On the flip side, there are likely team members who are underutilized or have hidden talents. Stop and look around with an understanding that people can “look” busy in a variety of ways, or the efficiency of the work done in your department has slipped over time. It can be valuable to engage everyone in an audit about how work is being done. A job audit form that collects time and tasks can help. EEOS can provide a tool and guidance on how to do this. Consider implementing project management techniques such as a Gantt chart that visually lays tasks out for your entire team, with deadlines and overlaps noted. Microsoft Visio has a Gantt tool, or consider a variety of free project management tools using Monday.com, Trello or Microsoft Teams.
For teams where people have specialized roles, consider cross-training amongst the group, especially around the duties needed to get done in a transition to hiring a new person. Not only does this get you through the short term with retirements, it can be highly rewarding for everyone involved, future-proofs your team when people take time off and builds a stronger succession pipeline when others might leave your department to pursue new opportunities or retire at a later date.
In the short term, it’s also possible your team may need to say “no” more often to requests or responsibilities that take a lot of outlay with very little return. When saying “no” detracts from the primary purpose of your department, as a manager you may need to temporarily shoulder more lift to get the job done. Or consider partnering with other departments on campus where similar work is being done or delivered to see if you can share the load. If the work your department does can be supplemented with student employees or cool internship opportunities that contribute to career preparation, find ways to engage student volunteers.
Most important of all, be creative and open-minded, communicate directly and kindly with your entire staff, and find ways to try new approaches that may turn out to be more effective than the old ways of doing things.
Unless requested by the person retiring, a performance appraisal does not need to be conducted.
Pre-COVID, might see email invitations and parties to celebrate and honor colleagues retiring from TCU. For obvious reasons, these types of gatherings are temporarily off-limits. While physical distancing can make celebratory events more difficult, there are ways to acknowledge accomplishments and through virtual meetings.
Before planning a celebration, first ask the recipient how they want this occasion to be acknowledged.
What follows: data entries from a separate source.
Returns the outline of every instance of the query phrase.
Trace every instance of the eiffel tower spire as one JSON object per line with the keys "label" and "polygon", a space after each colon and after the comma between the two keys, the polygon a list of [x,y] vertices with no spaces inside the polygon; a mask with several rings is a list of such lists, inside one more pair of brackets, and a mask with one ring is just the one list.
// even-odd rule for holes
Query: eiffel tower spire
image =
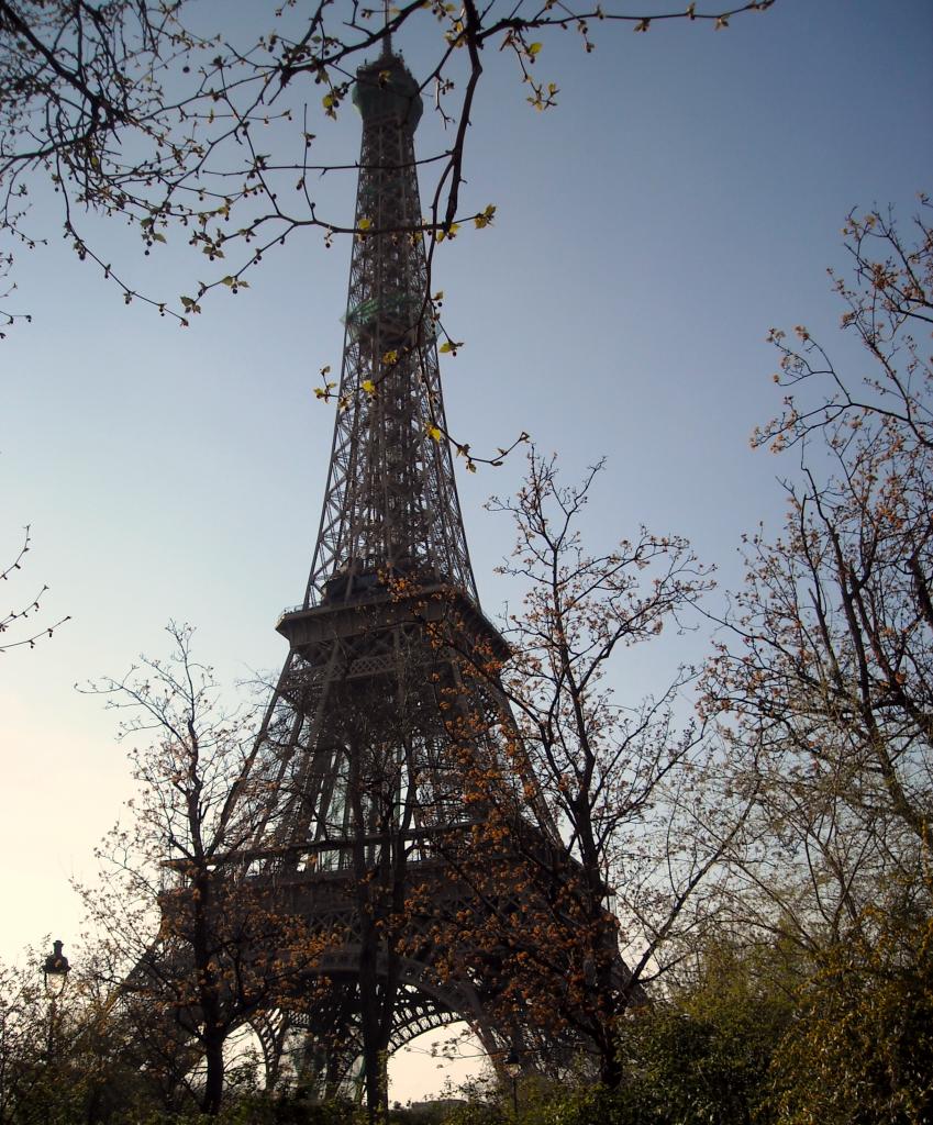
{"label": "eiffel tower spire", "polygon": [[[476,601],[438,370],[414,155],[418,83],[388,36],[357,74],[362,150],[341,410],[305,606],[378,575],[450,583]],[[432,436],[432,433],[434,436]]]}

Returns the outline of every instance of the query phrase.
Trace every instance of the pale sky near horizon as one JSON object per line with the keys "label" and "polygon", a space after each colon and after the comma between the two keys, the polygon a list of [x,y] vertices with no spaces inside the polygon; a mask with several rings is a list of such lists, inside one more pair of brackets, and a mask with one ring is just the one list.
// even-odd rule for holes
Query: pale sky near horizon
{"label": "pale sky near horizon", "polygon": [[[626,10],[640,7],[662,10]],[[205,10],[235,28],[249,8]],[[415,74],[429,34],[415,25],[397,44]],[[451,334],[466,341],[442,363],[448,416],[477,449],[527,430],[572,477],[607,454],[587,534],[605,544],[639,523],[684,534],[735,588],[741,536],[777,525],[775,478],[793,471],[748,448],[780,406],[768,328],[806,323],[864,374],[837,339],[825,273],[845,264],[840,228],[874,204],[894,205],[906,228],[931,187],[933,4],[777,0],[726,32],[596,34],[592,55],[573,35],[544,39],[537,73],[560,88],[546,114],[504,55],[486,60],[465,206],[493,202],[496,222],[445,244],[434,266]],[[356,159],[351,111],[314,128]],[[425,112],[420,155],[442,143]],[[325,187],[349,220],[352,179]],[[125,307],[79,263],[47,200],[36,226],[51,244],[17,252],[14,295],[34,320],[0,343],[0,561],[26,523],[34,550],[2,593],[16,604],[47,583],[39,620],[72,620],[0,656],[7,961],[48,934],[80,956],[69,881],[92,878],[93,846],[129,792],[113,717],[72,685],[163,654],[169,619],[197,626],[197,651],[225,682],[284,659],[272,627],[311,562],[333,423],[312,388],[321,367],[339,370],[350,251],[296,236],[248,291],[206,302],[182,331]],[[119,222],[99,237],[115,254],[129,244]],[[191,270],[173,254],[135,256],[135,276],[181,286]],[[482,504],[521,471],[515,454],[459,475],[493,618],[518,595],[494,574],[508,521]],[[664,660],[697,659],[703,644],[669,642]],[[637,655],[619,682],[637,699],[662,663]],[[442,1077],[412,1064],[395,1096]]]}

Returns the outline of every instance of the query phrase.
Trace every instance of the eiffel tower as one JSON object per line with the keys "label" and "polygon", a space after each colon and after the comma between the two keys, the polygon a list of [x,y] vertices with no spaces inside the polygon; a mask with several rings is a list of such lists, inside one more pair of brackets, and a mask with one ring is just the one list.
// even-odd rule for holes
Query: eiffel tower
{"label": "eiffel tower", "polygon": [[[481,814],[466,774],[501,762],[512,722],[495,677],[508,648],[483,615],[446,432],[413,137],[416,81],[388,38],[357,73],[362,147],[343,366],[323,513],[289,652],[259,735],[269,778],[252,870],[282,909],[340,935],[313,998],[267,1018],[282,1059],[334,1092],[466,1020],[493,1058],[518,1032],[493,1010],[482,958],[441,972],[432,919],[470,890],[446,848]],[[467,951],[468,953],[468,951]],[[380,1062],[379,1060],[383,1060]],[[383,1092],[384,1096],[384,1092]]]}

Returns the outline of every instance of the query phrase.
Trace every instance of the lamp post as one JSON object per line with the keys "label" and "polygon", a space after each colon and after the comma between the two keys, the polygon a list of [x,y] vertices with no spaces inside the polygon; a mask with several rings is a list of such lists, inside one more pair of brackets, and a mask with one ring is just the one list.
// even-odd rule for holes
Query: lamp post
{"label": "lamp post", "polygon": [[51,1064],[55,1047],[55,1001],[61,999],[68,982],[68,974],[71,965],[68,957],[62,953],[62,943],[53,942],[52,952],[45,958],[42,975],[45,984],[45,994],[48,997],[48,1052],[47,1058]]}
{"label": "lamp post", "polygon": [[521,1059],[514,1043],[509,1050],[509,1054],[502,1060],[502,1069],[512,1080],[512,1117],[519,1119],[519,1087],[518,1080],[521,1074]]}

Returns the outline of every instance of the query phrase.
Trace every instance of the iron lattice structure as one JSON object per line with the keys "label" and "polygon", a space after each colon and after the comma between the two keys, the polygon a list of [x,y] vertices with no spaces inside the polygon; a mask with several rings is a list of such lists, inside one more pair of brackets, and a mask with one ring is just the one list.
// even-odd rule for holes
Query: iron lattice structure
{"label": "iron lattice structure", "polygon": [[[495,1002],[494,953],[437,942],[440,918],[482,915],[450,855],[484,816],[470,773],[500,766],[514,735],[495,675],[476,674],[506,647],[479,609],[450,450],[437,440],[434,316],[411,233],[419,88],[387,48],[360,69],[353,99],[362,233],[341,406],[304,603],[277,626],[289,654],[259,735],[248,876],[277,910],[333,936],[304,994],[259,1026],[270,1069],[290,1059],[322,1092],[360,1060],[368,1072],[377,1053],[455,1020],[491,1053],[521,1034]],[[535,831],[544,845],[549,834]]]}

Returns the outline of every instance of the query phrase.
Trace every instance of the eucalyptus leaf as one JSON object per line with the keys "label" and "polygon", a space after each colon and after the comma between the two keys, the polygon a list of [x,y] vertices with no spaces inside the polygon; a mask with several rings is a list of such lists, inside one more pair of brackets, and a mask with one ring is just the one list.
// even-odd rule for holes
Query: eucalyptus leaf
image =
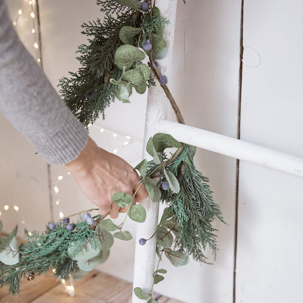
{"label": "eucalyptus leaf", "polygon": [[151,71],[148,65],[144,63],[140,63],[139,64],[135,63],[133,65],[133,68],[138,71],[140,73],[143,80],[145,81],[149,78],[151,74]]}
{"label": "eucalyptus leaf", "polygon": [[135,69],[129,69],[123,74],[122,79],[130,81],[134,85],[138,85],[142,82],[143,78],[140,73]]}
{"label": "eucalyptus leaf", "polygon": [[170,232],[162,226],[159,226],[157,229],[156,238],[159,245],[165,248],[170,247],[174,241]]}
{"label": "eucalyptus leaf", "polygon": [[161,191],[159,189],[157,184],[151,178],[149,177],[147,178],[146,182],[144,183],[145,187],[146,183],[151,185],[154,189],[153,197],[152,198],[151,198],[152,201],[155,203],[158,202],[161,198]]}
{"label": "eucalyptus leaf", "polygon": [[140,7],[141,2],[137,1],[137,0],[115,0],[115,1],[117,3],[125,5],[126,6],[131,7],[132,8],[139,11],[143,14],[146,14],[147,12],[139,9]]}
{"label": "eucalyptus leaf", "polygon": [[123,26],[120,30],[119,36],[121,41],[125,44],[133,45],[135,37],[142,30],[142,28]]}
{"label": "eucalyptus leaf", "polygon": [[146,145],[146,151],[152,156],[154,156],[154,144],[152,143],[152,138],[151,137],[147,142]]}
{"label": "eucalyptus leaf", "polygon": [[159,275],[156,275],[154,278],[154,283],[155,284],[158,283],[160,281],[164,279],[164,277],[163,276],[160,276]]}
{"label": "eucalyptus leaf", "polygon": [[142,160],[135,168],[135,169],[138,169],[140,175],[142,176],[142,178],[145,177],[145,174],[146,173],[146,167],[147,166],[147,160],[145,159]]}
{"label": "eucalyptus leaf", "polygon": [[96,236],[98,237],[101,243],[101,250],[109,249],[114,244],[114,237],[109,232],[106,230],[101,224],[96,228]]}
{"label": "eucalyptus leaf", "polygon": [[[9,237],[5,239],[2,243],[9,238]],[[19,262],[19,257],[18,241],[17,238],[14,236],[10,238],[6,245],[0,248],[0,262],[7,265],[14,265]]]}
{"label": "eucalyptus leaf", "polygon": [[115,232],[113,235],[115,238],[118,238],[121,240],[125,241],[128,241],[132,239],[132,234],[127,231],[118,231]]}
{"label": "eucalyptus leaf", "polygon": [[180,191],[180,185],[177,178],[171,171],[164,168],[164,174],[169,185],[169,188],[174,192],[177,194]]}
{"label": "eucalyptus leaf", "polygon": [[121,69],[125,70],[132,67],[135,61],[142,61],[145,58],[144,53],[136,47],[128,44],[122,45],[118,47],[115,54],[115,62]]}
{"label": "eucalyptus leaf", "polygon": [[93,269],[95,266],[102,260],[103,253],[100,251],[96,256],[86,261],[78,260],[77,262],[79,268],[85,271],[90,271]]}
{"label": "eucalyptus leaf", "polygon": [[129,207],[128,215],[132,220],[142,223],[146,218],[146,212],[145,208],[139,204],[132,205]]}
{"label": "eucalyptus leaf", "polygon": [[133,202],[132,197],[124,192],[115,192],[113,195],[113,201],[120,207],[126,207]]}
{"label": "eucalyptus leaf", "polygon": [[86,275],[88,272],[85,271],[82,269],[78,268],[75,272],[74,273],[72,274],[73,279],[74,280],[78,280],[79,279],[81,279],[85,276]]}
{"label": "eucalyptus leaf", "polygon": [[152,142],[158,152],[163,152],[165,148],[170,147],[181,147],[182,145],[172,136],[162,133],[155,134],[152,137]]}
{"label": "eucalyptus leaf", "polygon": [[153,146],[153,147],[154,152],[154,159],[153,160],[154,163],[156,164],[161,164],[161,161],[162,161],[161,156],[159,155],[158,155],[157,152],[156,151],[155,146]]}
{"label": "eucalyptus leaf", "polygon": [[146,90],[146,84],[144,81],[142,81],[138,85],[135,85],[135,89],[138,94],[144,94]]}
{"label": "eucalyptus leaf", "polygon": [[163,212],[163,215],[162,215],[162,216],[161,217],[161,220],[160,220],[159,225],[161,225],[165,221],[171,218],[173,215],[171,213],[170,208],[168,207]]}
{"label": "eucalyptus leaf", "polygon": [[164,248],[165,255],[174,266],[185,265],[189,261],[189,258],[184,252],[174,251],[170,248]]}
{"label": "eucalyptus leaf", "polygon": [[144,185],[145,186],[145,188],[146,189],[146,190],[147,191],[147,192],[148,193],[152,201],[152,200],[154,198],[154,188],[153,187],[152,185],[149,184],[147,182],[145,182],[144,183]]}
{"label": "eucalyptus leaf", "polygon": [[134,292],[136,296],[142,300],[147,300],[150,296],[142,290],[140,287],[135,287],[134,288]]}
{"label": "eucalyptus leaf", "polygon": [[109,256],[110,252],[110,251],[109,249],[108,249],[107,250],[102,251],[103,256],[102,256],[102,258],[100,260],[100,261],[99,262],[99,264],[102,264],[102,263],[104,263],[107,260]]}
{"label": "eucalyptus leaf", "polygon": [[110,219],[106,219],[101,220],[101,225],[105,230],[113,231],[116,229],[120,229],[118,226],[116,225]]}
{"label": "eucalyptus leaf", "polygon": [[75,242],[70,242],[67,249],[67,254],[73,260],[86,261],[90,258],[96,256],[100,252],[101,243],[95,241],[92,245],[92,241],[87,239],[78,240]]}
{"label": "eucalyptus leaf", "polygon": [[[152,36],[152,58],[155,60],[163,59],[166,55],[168,48],[167,45],[163,37],[160,35],[154,34]],[[150,52],[144,51],[148,57],[150,56]]]}

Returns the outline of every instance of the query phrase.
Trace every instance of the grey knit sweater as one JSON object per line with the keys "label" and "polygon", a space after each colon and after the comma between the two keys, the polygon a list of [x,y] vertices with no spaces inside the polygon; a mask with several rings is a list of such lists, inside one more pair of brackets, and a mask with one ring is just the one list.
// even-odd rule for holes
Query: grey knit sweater
{"label": "grey knit sweater", "polygon": [[20,41],[5,0],[0,0],[0,111],[48,163],[70,162],[86,144],[86,129]]}

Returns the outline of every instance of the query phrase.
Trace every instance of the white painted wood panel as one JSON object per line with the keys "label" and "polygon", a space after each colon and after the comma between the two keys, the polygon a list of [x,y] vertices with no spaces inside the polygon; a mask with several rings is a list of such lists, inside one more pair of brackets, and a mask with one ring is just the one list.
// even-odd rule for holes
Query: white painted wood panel
{"label": "white painted wood panel", "polygon": [[[241,139],[302,157],[303,3],[245,0]],[[240,163],[236,302],[302,301],[303,179]]]}

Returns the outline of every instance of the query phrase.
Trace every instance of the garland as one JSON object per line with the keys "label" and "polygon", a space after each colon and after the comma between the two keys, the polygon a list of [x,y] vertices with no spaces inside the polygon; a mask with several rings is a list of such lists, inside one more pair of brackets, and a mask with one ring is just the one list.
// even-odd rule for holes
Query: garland
{"label": "garland", "polygon": [[[60,80],[60,92],[67,105],[87,126],[100,113],[104,118],[104,110],[115,97],[128,102],[133,88],[143,94],[147,87],[155,85],[150,75],[150,68],[178,122],[185,124],[166,85],[167,78],[159,72],[158,64],[154,61],[164,58],[167,52],[162,29],[168,21],[161,16],[154,4],[152,7],[151,2],[149,4],[146,1],[97,0],[97,3],[102,5],[100,10],[105,13],[103,23],[98,19],[82,25],[85,29],[82,33],[93,38],[89,39],[89,45],[78,47],[78,52],[82,55],[77,58],[82,67],[77,73],[70,72],[70,78]],[[114,13],[115,18],[113,17]],[[142,63],[145,54],[139,47],[149,56],[148,66]],[[177,149],[168,155],[165,150],[171,147]],[[154,285],[164,278],[159,274],[167,272],[159,268],[163,253],[175,266],[187,264],[190,255],[195,260],[207,263],[203,251],[208,246],[215,259],[216,230],[211,223],[215,219],[225,222],[205,183],[208,178],[195,166],[193,158],[196,149],[170,135],[156,134],[150,138],[146,147],[153,161],[145,159],[135,168],[140,174],[140,186],[144,184],[152,202],[160,201],[167,205],[154,235],[139,240],[144,245],[154,236],[157,239],[159,259],[153,275],[154,285],[147,293],[139,287],[134,289],[137,297],[148,300],[148,303],[156,302],[152,296]],[[124,241],[132,238],[130,233],[123,229],[126,218],[139,222],[145,220],[144,208],[132,205],[136,193],[132,197],[122,192],[113,195],[113,201],[118,206],[129,206],[124,221],[118,226],[105,219],[107,215],[91,217],[93,210],[88,210],[82,212],[84,213],[75,223],[70,223],[70,218],[82,213],[63,218],[57,225],[50,223],[47,231],[41,235],[25,231],[27,243],[20,246],[15,236],[16,226],[9,236],[0,238],[1,286],[6,285],[9,292],[16,295],[22,277],[31,280],[53,269],[58,279],[66,279],[69,275],[74,279],[80,278],[97,264],[105,262],[114,238]],[[2,227],[0,221],[0,232]],[[115,232],[112,235],[110,231]]]}

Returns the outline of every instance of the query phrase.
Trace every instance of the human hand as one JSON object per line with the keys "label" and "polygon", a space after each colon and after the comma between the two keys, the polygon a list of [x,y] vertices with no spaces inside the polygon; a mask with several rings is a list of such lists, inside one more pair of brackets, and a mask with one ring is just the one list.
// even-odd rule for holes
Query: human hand
{"label": "human hand", "polygon": [[[132,197],[141,183],[136,171],[119,157],[98,147],[88,137],[87,143],[77,158],[63,165],[74,177],[84,194],[99,208],[102,215],[109,212],[113,218],[119,212],[126,212],[113,201],[115,192]],[[137,191],[133,204],[141,202],[148,194],[144,184]]]}

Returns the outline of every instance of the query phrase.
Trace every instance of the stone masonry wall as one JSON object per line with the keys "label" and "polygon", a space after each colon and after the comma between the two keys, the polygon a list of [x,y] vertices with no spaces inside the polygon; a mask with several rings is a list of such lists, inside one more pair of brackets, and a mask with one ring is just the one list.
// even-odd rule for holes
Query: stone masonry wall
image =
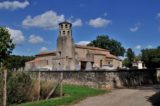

Some may appreciate the quiet way they can leave TCU right now, while others may want a way to say good-bye to colleagues from all corners of campus.
Take cues from virtual office celebrations and creative employee appreciation ideas, many of which can be transformed using virtual platforms like surprise Zoom retirement parties including party-goers from across campus or creating a Zoom background of a photo of the employee you want to appreciate. While Zoom Happy Hours (after 5) are fun with friends, it’s important to avoid using these types of gatherings for your work team because many don’t use alcohol as a way to celebrate.
If your team prefers to circulate cards for special occasions, consider using virtual Group Greeting Cards. You can also contact HRTraining@tcu.edu to request a membership to Workhuman, an interactive platform for community celebrations using 1:1 conversations, micro-videos to acknowledge accomplishments, life events and gratitudes. Gift giving is an important love-language during milestone moments like retirement. Many long-time employees have plenty of TCU-swag. Instead, search for diverse and unique gifts on Etsy, Universal Yums or Uncommon Goods.